The condition builder uses a tree structure with rules and groups:

Rules are individual comparisons. Each rule has:

  • Field - Which other form field to check (selected from a dropdown of all fields)
  • Operator - How to compare (see operator table below)
  • Value - What to compare against

Groups combine multiple rules with AND or OR logic:

  • AND - All rules in the group must be true
  • OR - At least one rule in the group must be true

Groups can be nested inside other groups, so you can build logic like “show this field when (any one of several risk questions is answered Yes) AND the contract value is above a threshold.” The diagram below shows that shape: an outer ALL (AND) group holding an inner ANY (OR) group plus a value rule.

Rules and groups tree
ALL match every item below (AND)
ANY match at least one (OR)
Data risk is Yes
Security risk is Yes
Contract value 500,000

Reads top-down as one expression: (Data risk is Yes or Security risk is Yes) and Contract value ≥ 500,000. The match type on each group — ALL or ANY — sets whether its items join with AND or OR.

In the builder, the same condition looks like this:

Condition builder showing a top-level All (AND) group containing a nested Any (OR) group with three Yes/No rules, plus a numeric rule checking Total Contract Value is greater than or equal to 500000
A nested condition: the outer group matches All (AND), the inner group matches Any (OR), and a numeric rule adds a value threshold

The operator options change depending on the field type being compared:

Field TypeAvailable Operators
Textequals, does not equal, contains, does not contain, begins with, ends with, is empty, is not empty
Number= (equals), ≠ (not equal), < (less than), ≤ (less than or equal), > (greater than), ≥ (greater than or equal)
Dateis before, is after, is on or before, is on or after, is on
Yes/Nois, is not
Dropdownincludes, does not include
Partyis sanctioned, is not sanctioned, is entity, is not entity

For dropdown (list) fields, “includes” checks whether the requester’s selection matches the value. For multi-select dropdowns, it checks whether any of the selections match.

A party field holds more than one value, so when you build a condition on a party field, you first pick a sub-field to check. The options include the built-in party fields (entity name, email, registration number, and so on) as well as every custom party attribute your organization has defined in party settings. For example, you can show a follow-up field only when the party’s email domain matches your own, or when a custom “Region” attribute equals APAC.

The same condition builder also controls which submission action fires. Instead of attaching a condition to a field, you attach it to a form action, so one form can route to different outcomes (generate an NDA, generate an MSA, redirect to procurement) based on the requester’s answers. Because actions and their conditions live in the Actions tab, that behavior is covered in Form Actions.
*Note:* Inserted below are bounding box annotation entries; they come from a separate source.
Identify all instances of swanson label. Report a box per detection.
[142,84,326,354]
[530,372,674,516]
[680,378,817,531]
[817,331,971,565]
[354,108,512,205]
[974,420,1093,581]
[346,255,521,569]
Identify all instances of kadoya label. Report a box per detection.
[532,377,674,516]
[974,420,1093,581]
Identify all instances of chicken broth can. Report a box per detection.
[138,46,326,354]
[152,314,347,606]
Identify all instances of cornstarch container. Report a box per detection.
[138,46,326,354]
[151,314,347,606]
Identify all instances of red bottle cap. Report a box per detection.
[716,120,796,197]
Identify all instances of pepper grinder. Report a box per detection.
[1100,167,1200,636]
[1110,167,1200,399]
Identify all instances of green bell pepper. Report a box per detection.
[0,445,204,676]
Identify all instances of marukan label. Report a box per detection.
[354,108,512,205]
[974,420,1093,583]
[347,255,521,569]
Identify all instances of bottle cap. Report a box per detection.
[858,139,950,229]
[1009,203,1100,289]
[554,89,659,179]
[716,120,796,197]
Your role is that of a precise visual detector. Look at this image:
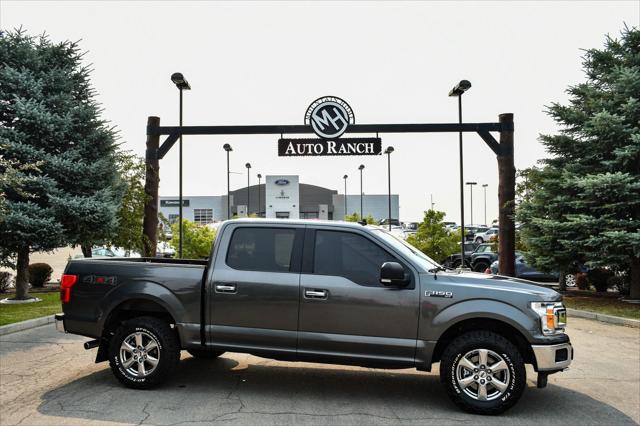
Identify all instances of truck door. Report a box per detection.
[209,224,304,357]
[298,229,420,366]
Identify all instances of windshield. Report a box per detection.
[372,228,440,271]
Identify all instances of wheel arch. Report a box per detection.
[431,316,535,364]
[98,282,184,338]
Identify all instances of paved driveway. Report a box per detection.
[0,319,640,425]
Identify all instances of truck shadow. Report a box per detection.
[38,354,636,425]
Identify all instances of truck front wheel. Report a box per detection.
[109,317,180,389]
[440,331,527,414]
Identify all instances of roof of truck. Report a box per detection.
[222,217,382,229]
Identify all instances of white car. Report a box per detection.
[473,228,498,244]
[156,241,176,257]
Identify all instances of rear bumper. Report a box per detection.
[55,314,66,333]
[531,343,573,371]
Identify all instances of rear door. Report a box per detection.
[298,229,420,366]
[209,224,304,356]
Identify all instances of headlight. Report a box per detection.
[531,302,567,335]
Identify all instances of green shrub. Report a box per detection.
[576,272,590,290]
[0,272,13,293]
[588,268,614,293]
[29,263,53,287]
[171,219,216,259]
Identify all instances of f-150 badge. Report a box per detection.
[424,290,453,299]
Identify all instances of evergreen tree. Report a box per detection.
[0,30,122,299]
[106,151,149,253]
[518,28,640,298]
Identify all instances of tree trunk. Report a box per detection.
[142,117,160,257]
[629,257,640,299]
[16,246,29,300]
[80,243,92,257]
[558,271,567,291]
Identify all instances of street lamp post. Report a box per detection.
[244,163,251,217]
[384,146,393,231]
[258,173,262,217]
[223,143,233,219]
[449,80,471,267]
[358,164,364,221]
[467,182,478,226]
[171,72,191,258]
[342,175,349,219]
[482,183,489,226]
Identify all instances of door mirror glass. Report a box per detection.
[380,262,409,286]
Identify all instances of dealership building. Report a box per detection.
[159,175,399,224]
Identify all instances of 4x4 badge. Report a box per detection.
[424,290,453,299]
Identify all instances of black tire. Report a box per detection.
[440,331,527,415]
[187,349,224,359]
[473,262,490,272]
[109,317,180,389]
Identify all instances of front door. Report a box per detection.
[298,229,420,366]
[209,224,304,357]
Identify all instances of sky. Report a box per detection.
[0,0,640,223]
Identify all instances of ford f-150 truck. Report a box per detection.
[56,219,573,414]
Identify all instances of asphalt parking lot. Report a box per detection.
[0,318,640,425]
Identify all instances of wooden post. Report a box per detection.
[142,117,160,257]
[498,114,516,277]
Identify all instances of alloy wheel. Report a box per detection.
[456,349,511,401]
[120,331,160,377]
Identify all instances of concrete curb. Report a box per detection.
[567,308,640,328]
[0,315,55,336]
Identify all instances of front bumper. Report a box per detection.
[531,343,573,371]
[54,314,66,333]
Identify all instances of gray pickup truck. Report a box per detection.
[56,219,573,414]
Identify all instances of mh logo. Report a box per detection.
[305,96,354,139]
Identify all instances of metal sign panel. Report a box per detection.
[160,198,189,207]
[278,138,382,157]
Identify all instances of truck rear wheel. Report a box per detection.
[440,331,527,414]
[187,349,224,359]
[109,317,180,389]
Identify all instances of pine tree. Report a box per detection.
[518,27,640,298]
[0,30,122,299]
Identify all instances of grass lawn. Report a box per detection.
[564,293,640,320]
[0,291,62,325]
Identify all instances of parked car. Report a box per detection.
[473,228,498,244]
[443,243,478,269]
[74,246,141,259]
[464,225,489,242]
[156,241,176,257]
[491,252,560,282]
[469,244,498,272]
[55,219,573,414]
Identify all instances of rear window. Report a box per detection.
[227,227,296,272]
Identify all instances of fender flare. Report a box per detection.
[428,299,539,343]
[98,281,184,333]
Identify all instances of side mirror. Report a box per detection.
[380,262,409,287]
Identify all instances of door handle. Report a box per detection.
[216,284,236,293]
[304,290,329,299]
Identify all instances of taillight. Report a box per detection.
[60,274,78,303]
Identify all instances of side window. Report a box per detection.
[313,231,397,287]
[227,228,296,272]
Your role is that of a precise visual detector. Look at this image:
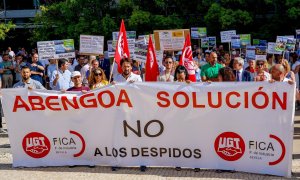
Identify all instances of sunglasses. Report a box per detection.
[94,73,102,76]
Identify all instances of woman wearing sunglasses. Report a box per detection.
[254,60,271,81]
[89,68,108,89]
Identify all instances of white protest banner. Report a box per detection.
[79,35,104,55]
[220,30,236,43]
[107,39,135,57]
[201,38,209,48]
[296,29,300,39]
[133,39,148,62]
[255,46,267,61]
[107,40,117,57]
[267,42,281,54]
[240,34,251,48]
[275,36,294,52]
[246,46,255,59]
[231,35,241,49]
[154,29,190,51]
[208,36,217,47]
[2,82,296,177]
[191,27,207,39]
[133,39,163,66]
[37,39,75,59]
[112,31,136,41]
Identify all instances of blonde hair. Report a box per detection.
[88,68,107,88]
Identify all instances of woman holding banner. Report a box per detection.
[89,68,108,89]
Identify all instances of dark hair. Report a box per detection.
[21,66,30,70]
[58,59,69,68]
[219,67,235,82]
[174,65,189,81]
[120,58,132,66]
[164,56,173,62]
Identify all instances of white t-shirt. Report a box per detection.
[114,72,143,82]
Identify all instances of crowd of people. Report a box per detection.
[0,45,300,133]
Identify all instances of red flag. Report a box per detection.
[179,34,196,82]
[115,19,130,73]
[145,35,159,81]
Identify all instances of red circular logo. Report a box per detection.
[215,132,245,161]
[22,132,50,158]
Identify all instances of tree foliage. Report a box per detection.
[0,22,16,40]
[31,0,300,42]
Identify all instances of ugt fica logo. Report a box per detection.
[215,132,245,161]
[22,132,51,158]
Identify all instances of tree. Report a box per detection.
[0,21,16,40]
The form builder automatically detects invalid conditions and shows a warning in the header. Common issues:

  • Missing field - The condition references a field that has been deleted
  • Missing value - The condition has a comparison but no value to compare against
  • Type mismatch - The operator doesn’t match the field type (e.g., “greater than” on a text field)

The warning shows the number of invalid conditions. Hover it to see each affected field and the reason it’s invalid. Fix these before sharing the form.
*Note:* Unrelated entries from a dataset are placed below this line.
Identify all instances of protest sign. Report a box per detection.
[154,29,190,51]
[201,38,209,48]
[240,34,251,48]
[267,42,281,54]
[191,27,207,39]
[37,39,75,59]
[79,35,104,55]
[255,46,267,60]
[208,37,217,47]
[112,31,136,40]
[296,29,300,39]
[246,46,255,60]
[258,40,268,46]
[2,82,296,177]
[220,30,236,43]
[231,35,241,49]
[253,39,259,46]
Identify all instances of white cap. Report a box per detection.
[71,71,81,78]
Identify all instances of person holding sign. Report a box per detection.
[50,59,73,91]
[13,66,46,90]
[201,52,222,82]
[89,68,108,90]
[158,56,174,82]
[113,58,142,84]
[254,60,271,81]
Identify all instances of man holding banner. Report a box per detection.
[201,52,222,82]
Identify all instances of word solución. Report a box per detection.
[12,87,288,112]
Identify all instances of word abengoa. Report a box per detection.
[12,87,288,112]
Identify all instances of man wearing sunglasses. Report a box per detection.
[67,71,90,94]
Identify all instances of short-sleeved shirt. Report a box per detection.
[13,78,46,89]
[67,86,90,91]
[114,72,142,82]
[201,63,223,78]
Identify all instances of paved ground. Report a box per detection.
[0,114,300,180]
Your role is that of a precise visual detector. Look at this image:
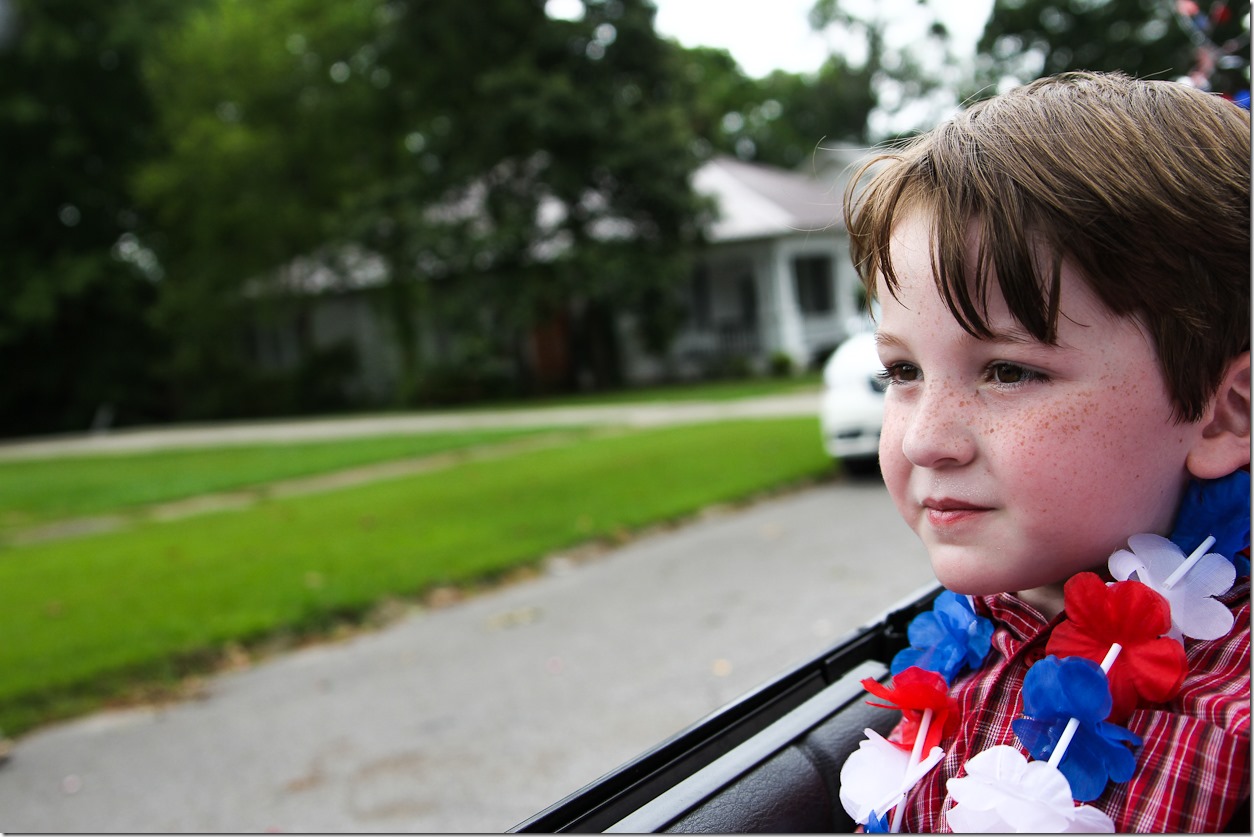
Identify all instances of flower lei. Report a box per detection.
[840,471,1250,833]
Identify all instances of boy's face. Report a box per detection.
[877,212,1200,614]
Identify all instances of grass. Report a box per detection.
[0,419,830,734]
[0,430,559,536]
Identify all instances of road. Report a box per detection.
[0,476,932,832]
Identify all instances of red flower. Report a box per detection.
[861,665,958,755]
[1046,572,1189,724]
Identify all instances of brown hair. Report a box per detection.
[845,73,1250,420]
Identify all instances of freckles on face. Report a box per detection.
[877,218,1198,594]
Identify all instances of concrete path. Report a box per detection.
[0,481,932,832]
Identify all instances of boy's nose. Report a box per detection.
[902,387,976,468]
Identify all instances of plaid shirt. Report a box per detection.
[887,578,1250,833]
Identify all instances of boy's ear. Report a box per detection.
[1185,351,1250,479]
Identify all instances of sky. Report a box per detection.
[653,0,992,78]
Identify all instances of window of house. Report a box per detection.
[688,265,711,330]
[793,256,831,314]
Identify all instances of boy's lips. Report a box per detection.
[919,497,992,526]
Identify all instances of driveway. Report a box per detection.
[0,476,932,832]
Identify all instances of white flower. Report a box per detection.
[1110,535,1236,640]
[840,729,944,824]
[946,745,1115,834]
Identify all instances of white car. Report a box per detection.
[819,333,885,473]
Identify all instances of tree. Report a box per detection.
[0,0,182,434]
[978,0,1250,94]
[135,0,382,418]
[140,0,717,406]
[676,45,875,168]
[810,0,966,139]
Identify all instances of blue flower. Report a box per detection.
[863,802,905,834]
[1011,656,1141,802]
[892,590,993,683]
[1171,471,1250,576]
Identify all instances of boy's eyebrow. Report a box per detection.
[875,328,1061,349]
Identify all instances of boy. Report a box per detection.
[846,74,1250,833]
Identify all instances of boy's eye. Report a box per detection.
[877,363,920,384]
[988,363,1045,384]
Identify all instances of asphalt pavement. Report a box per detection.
[0,397,932,833]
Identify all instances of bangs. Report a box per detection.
[845,124,1063,344]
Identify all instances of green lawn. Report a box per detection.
[0,419,830,734]
[0,430,564,536]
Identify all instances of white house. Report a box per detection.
[619,149,860,383]
[251,148,861,402]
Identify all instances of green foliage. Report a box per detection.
[0,0,181,435]
[680,46,877,168]
[0,419,830,734]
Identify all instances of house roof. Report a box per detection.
[692,157,843,241]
Use a dropdown field at the top of the form for “Agreement Type” with options like NDA, MSA, SOW, Employment. Then:

  • Add field conditions on subsequent fields to show/hide based on the selection
  • Add action conditions on each form action to generate the correct template

Use an output field with a condition checking whether a number field exceeds a threshold. Set the output type to “warning” and the message to explain the additional requirements (e.g., “Contracts above $100,000 require VP approval”).

Use a condition on a second dropdown that checks the first dropdown’s value. For example, show a “Region” dropdown only when “Jurisdiction” is set to a value that has regional sub-options.

Use conditions on additional fields that check whether the party field’s type is “entity” or “individual.” Show company registration fields for entities and personal ID fields for individuals.